3. Se empeñará en cocinar

Te hará recorrer todos los supermercados necesarios para comprar una buena botella de aceite de oliva, patatas y huevos. Con ello cocinará una estupenda tortilla española, mientras tú sufres viendo cómo se va media botella de aceite en solo una comida.

4. Te dejará la casa helada

Da igual que en la calle la temperatura sea varios grados bajo cero, las ventanas hay que abrirlas cada día para “ventilar”. El aire se tiene que renovar y con la corriente hacer que los “malos olores” de la noche desaparezcan. No importa que digas que la calefacción está encendida, que la casa se quedará fría, y que en tu país tenéis vuestros propios métodos de renovación de aire. A la que te despistes, te encontrarás todas las ventanas abiertas de buena mañana.

5. Prepárate para irte tarde a la cama

Tu invitado querrá conocer cada local de moda de la ciudad y nunca tendrá prisa por regresar a casa. Es probable que la hora de irse a dormir sea esa a la que hora el sol aparece por el horizonte.

6. Tendrás problemas con los vecinos

Descubrirás enseguida por qué se dice que los españoles somos algo escandalosos. Tu invitado no controlará el volumen de su voz, y se reirá a carcajadas… ¡y estará intentando ser sigiloso! Eso, unido a su tendencia a retirarse tarde, hará que tengas que dar más de una explicación a ese vecino con el que hasta ahora no habías tenido problemas.

7. Hará que suba la factura del agua

Dicen que es herencia de la ocupación musulmana y aquella costumbre suya de bañarse cada día.
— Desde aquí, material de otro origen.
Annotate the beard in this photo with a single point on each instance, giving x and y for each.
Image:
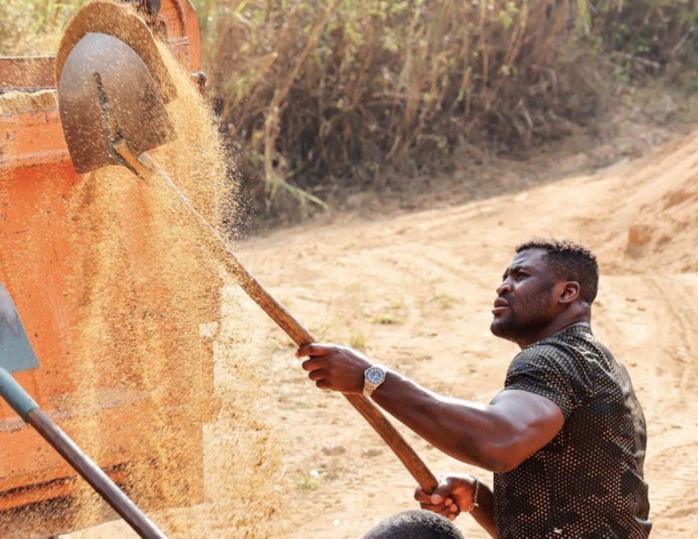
(525, 319)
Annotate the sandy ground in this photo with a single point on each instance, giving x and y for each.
(414, 290)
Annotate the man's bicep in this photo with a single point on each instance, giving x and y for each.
(534, 420)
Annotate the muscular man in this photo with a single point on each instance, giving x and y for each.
(566, 436)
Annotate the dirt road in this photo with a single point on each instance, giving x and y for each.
(414, 291)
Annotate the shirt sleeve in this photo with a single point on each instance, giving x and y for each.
(551, 372)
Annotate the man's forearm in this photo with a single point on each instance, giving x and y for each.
(458, 428)
(483, 512)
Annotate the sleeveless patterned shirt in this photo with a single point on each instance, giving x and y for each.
(588, 481)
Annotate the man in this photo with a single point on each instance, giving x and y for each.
(566, 436)
(415, 524)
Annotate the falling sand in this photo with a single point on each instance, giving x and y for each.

Tu amigo español querrá estar un buen rato bajo el agua caliente todas las mañanas de invierno, y si es verano sumará una ducha con agua fresca antes de irse a la cama.

8. Se hará amigo de todo el mundo

Tu invitado español no dudará en rápidamente entablar conversación con cualquiera que le dé un poco de pie, pudiendo llegar a invitar a alguien a esa casa (la tuya) que solamente es su techo durante unos días.

9. Cambiará tus horarios de comida

Se desayuna a las 9, se come a las 2 y se cena a las 9. Todo lo demás es un error, porque si comes antes de las dos ¿cuándo tomas el aperitivo? Y si cenas a las siete de la tarde ¿te vas de copas cuando aún no es de noche? Inconcebible.

10. Solo querrá vino español

Dicen que si el vino francés, que el californiano, el italiano,… pero donde esté un buen Rioja o un Ribera del Duero, que se quite el resto. Si no aparece en tu casa ya con la botella de vino de regalo, tu invitado español te obligará a recorrer las secciones gourmet del supermercado para comprarlo. Porque claro, lo querrá para el aperitivo, para comer y para cenar, que para algo está de vacaciones.